Na realidade da advocacia, desde a antiga Roma, os registros ensinam que os "advocatus" não eram pagos, já que se enxergava a atividade como forma de arte, sem outra conotação. Os "honorarius" indicavam o prestígio e a notoriedade recebidos em nome da honra conquistada.
Dignidade constitucional
Os honorários advocatícios, topicamente na feição sucumbencial, são verbas alimentares, além de meio de sustento do profissional da respectiva carreira, expressando com isso a dignidade constitucional de que a mesma é investida, razão bastante para que a sua fixação jamais se dê de forma ínfima.

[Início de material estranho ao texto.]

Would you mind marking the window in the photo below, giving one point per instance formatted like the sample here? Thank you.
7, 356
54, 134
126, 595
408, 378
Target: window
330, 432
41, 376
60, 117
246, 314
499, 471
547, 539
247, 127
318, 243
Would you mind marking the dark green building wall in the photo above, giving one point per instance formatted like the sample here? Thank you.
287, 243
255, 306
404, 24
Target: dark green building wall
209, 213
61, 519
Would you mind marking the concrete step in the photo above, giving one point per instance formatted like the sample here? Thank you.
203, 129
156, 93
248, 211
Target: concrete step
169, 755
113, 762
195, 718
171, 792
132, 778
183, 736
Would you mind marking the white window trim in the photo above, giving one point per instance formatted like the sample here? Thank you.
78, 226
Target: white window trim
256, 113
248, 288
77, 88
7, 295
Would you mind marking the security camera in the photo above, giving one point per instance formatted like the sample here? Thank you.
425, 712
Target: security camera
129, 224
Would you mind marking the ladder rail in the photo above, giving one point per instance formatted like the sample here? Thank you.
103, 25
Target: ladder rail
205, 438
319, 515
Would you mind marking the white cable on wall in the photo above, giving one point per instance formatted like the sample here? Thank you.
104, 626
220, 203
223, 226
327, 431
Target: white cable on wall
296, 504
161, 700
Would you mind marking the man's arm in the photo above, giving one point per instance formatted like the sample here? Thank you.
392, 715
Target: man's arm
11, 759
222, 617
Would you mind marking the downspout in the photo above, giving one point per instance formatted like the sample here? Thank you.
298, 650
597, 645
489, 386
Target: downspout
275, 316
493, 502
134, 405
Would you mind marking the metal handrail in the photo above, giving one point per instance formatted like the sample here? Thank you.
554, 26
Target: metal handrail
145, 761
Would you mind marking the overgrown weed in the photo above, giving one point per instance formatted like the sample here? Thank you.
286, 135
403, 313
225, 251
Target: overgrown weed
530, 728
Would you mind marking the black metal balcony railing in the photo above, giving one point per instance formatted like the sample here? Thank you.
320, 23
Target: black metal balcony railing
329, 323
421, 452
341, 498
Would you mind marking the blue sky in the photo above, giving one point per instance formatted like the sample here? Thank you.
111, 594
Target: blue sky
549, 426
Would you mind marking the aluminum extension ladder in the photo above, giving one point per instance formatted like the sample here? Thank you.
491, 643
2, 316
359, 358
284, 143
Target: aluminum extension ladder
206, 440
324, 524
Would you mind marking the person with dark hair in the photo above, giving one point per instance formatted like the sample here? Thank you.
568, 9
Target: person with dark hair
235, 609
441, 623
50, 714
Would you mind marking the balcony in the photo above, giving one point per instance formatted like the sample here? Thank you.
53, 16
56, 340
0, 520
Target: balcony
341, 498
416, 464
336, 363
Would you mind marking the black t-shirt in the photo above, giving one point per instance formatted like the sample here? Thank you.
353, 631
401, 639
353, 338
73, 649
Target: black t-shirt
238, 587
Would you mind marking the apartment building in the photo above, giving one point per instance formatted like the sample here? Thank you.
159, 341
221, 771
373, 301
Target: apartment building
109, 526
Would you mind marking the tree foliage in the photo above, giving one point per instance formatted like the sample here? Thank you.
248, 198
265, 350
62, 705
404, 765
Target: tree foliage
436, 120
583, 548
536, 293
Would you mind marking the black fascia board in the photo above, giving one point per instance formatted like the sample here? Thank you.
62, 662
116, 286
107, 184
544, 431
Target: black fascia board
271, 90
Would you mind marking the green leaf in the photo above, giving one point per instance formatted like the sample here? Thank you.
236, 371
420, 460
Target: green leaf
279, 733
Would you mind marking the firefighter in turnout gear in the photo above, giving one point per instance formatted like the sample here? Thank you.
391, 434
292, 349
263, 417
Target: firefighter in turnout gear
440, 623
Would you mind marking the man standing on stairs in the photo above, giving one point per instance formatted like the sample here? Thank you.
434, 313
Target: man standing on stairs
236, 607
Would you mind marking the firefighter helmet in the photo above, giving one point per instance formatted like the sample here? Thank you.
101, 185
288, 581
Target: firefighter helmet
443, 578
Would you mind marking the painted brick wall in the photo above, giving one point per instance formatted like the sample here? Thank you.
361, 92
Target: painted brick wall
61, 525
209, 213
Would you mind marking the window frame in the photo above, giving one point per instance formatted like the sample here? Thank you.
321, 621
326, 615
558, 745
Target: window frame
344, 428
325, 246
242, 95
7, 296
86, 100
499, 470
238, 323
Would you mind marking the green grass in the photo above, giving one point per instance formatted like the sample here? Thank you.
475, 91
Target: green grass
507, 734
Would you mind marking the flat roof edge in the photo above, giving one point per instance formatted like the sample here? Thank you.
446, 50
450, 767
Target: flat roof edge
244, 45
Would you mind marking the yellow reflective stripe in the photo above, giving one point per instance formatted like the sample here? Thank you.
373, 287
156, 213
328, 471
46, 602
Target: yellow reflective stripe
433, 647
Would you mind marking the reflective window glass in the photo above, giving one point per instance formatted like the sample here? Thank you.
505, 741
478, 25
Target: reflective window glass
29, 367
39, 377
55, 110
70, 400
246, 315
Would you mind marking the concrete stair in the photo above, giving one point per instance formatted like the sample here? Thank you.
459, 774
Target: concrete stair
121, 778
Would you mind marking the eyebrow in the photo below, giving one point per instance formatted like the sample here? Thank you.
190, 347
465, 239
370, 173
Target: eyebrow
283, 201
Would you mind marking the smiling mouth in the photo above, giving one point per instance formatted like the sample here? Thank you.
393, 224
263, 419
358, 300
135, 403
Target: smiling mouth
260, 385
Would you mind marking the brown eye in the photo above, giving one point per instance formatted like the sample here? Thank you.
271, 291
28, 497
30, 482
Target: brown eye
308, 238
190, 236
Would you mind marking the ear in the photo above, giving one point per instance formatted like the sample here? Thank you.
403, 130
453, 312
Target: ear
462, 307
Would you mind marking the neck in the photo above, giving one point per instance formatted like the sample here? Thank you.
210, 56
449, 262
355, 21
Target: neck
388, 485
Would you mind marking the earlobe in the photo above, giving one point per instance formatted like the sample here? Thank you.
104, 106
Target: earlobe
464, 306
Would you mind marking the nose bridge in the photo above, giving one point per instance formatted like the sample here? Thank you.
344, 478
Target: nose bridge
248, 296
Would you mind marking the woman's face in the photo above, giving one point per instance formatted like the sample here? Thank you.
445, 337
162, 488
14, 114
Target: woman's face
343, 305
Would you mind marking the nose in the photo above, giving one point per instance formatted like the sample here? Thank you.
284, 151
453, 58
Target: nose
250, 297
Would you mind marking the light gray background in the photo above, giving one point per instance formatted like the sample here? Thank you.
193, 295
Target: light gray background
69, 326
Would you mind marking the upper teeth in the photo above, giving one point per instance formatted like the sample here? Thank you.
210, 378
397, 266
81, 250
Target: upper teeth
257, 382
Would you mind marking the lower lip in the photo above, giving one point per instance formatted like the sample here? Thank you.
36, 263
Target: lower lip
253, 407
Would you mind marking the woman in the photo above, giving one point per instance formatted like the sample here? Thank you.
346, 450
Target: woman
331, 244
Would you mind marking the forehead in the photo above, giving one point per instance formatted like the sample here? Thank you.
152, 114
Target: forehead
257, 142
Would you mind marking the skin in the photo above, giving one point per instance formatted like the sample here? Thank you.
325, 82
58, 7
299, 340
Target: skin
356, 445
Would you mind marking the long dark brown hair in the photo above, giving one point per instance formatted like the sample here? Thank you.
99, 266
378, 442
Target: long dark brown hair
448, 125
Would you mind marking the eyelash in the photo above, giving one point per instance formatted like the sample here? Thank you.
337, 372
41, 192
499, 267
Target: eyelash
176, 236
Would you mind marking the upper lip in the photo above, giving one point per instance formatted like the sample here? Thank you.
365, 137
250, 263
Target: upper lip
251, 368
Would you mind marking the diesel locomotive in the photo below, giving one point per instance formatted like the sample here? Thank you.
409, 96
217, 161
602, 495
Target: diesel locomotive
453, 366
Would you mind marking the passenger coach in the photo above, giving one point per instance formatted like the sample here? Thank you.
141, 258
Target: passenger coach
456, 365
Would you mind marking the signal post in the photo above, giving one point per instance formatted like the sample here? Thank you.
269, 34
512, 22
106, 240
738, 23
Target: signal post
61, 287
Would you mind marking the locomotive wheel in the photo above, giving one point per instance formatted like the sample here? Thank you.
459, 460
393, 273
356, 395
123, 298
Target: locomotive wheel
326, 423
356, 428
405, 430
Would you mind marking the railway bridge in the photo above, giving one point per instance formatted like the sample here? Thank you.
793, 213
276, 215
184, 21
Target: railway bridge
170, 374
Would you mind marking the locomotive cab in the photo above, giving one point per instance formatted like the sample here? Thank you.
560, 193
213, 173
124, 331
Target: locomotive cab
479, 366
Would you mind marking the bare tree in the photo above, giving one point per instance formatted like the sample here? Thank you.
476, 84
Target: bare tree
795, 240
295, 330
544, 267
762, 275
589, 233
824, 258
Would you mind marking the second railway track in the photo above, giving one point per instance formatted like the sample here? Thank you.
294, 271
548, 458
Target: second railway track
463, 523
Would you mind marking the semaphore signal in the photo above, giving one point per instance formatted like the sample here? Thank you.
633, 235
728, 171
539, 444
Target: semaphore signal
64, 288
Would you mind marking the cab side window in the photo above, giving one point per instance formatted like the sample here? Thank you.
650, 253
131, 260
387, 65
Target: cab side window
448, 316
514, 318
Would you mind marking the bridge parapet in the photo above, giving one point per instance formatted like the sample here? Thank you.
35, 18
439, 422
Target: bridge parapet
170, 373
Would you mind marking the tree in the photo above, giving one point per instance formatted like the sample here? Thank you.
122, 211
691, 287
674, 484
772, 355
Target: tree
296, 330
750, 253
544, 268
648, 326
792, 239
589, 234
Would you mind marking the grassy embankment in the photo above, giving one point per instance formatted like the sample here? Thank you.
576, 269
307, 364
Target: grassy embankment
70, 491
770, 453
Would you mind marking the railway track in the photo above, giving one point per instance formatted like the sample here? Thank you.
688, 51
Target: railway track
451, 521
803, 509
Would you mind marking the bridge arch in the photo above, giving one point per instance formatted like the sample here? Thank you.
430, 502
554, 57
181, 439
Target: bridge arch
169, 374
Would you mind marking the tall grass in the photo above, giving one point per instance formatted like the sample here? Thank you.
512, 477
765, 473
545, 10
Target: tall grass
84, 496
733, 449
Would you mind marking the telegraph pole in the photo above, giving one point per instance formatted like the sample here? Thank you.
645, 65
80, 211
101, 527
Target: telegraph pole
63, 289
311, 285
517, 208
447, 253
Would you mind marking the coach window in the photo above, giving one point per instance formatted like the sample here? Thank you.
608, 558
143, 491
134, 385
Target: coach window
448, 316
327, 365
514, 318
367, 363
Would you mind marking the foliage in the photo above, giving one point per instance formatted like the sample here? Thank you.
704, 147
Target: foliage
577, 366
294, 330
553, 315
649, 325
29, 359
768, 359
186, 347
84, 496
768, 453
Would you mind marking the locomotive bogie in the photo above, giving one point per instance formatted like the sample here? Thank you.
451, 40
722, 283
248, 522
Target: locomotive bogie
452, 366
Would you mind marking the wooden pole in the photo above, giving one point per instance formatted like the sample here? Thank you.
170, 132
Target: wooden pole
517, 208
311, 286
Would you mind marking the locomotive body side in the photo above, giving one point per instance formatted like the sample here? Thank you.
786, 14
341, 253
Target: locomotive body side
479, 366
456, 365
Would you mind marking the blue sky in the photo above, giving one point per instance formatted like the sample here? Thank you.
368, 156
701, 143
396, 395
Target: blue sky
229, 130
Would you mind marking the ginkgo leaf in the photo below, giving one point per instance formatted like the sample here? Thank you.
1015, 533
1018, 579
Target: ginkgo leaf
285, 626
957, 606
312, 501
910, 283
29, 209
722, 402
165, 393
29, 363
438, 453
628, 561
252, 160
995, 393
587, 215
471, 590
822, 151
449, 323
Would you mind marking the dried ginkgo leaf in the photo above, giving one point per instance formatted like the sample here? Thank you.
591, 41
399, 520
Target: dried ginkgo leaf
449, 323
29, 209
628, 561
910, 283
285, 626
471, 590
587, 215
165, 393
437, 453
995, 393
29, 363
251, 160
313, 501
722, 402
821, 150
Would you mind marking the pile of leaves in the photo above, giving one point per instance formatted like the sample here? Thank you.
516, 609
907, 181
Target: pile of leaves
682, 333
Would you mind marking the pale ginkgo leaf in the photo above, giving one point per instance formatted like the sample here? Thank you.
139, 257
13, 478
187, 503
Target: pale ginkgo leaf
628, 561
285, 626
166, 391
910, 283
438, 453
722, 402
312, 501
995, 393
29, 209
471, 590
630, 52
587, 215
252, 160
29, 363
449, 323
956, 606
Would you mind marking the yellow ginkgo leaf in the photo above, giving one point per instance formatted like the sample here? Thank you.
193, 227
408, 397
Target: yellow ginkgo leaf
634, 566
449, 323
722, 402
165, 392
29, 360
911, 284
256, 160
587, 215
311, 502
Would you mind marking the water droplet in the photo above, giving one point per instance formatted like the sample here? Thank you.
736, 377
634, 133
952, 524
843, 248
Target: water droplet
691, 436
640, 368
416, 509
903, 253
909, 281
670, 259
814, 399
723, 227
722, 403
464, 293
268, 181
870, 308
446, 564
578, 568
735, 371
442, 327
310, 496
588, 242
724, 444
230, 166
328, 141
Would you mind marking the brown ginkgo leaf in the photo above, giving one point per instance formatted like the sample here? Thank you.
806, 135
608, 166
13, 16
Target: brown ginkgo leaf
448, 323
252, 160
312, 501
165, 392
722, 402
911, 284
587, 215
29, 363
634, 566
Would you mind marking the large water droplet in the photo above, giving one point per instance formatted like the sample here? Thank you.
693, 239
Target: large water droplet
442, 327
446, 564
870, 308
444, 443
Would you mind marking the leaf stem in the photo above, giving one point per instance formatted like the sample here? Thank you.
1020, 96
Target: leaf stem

Em reflexão publicada na revista eletrônica Consultor Jurídico de 23/9, o advogado e doutor em direito pela PUC-SP, Rogério Licastro, bem aborda a eterna saga da advocacia brasileira junto ao sistema judicial no combate à visão de mundo estreita e míope que insiste em fixar honorários sucumbenciais irrisórios, destacando o isentimento de frustração que isso traz, sendo, mesmo, insulto ao nobilíssimo sacerdócio do advogado no Estado de Direito, tornando letra morta (e fazendo decorativo e sem efetividade) o artigo 133 da Constituição. O colega acrescenta: essa realidade nulifica a própria função sancionatória inerente ao instituto da sucumbência. Quer dizer: é algo duplamente cruel.
Castigo
Prossegue: "A modicidade de honorários sucumbenciais fixados em clara colisão com os vetores legais - e mesmo jurisprudenciais - aplicáveis ao assunto é algo que consome a energia e a autoestima do profissional da advocacia". E conclui: "Remuneração injusta deixa de ser pagamento e passa a ser castigo, pois nada mais faz senão enxovalhar um ofício que tem estatura constitucional, como o é a advocacia".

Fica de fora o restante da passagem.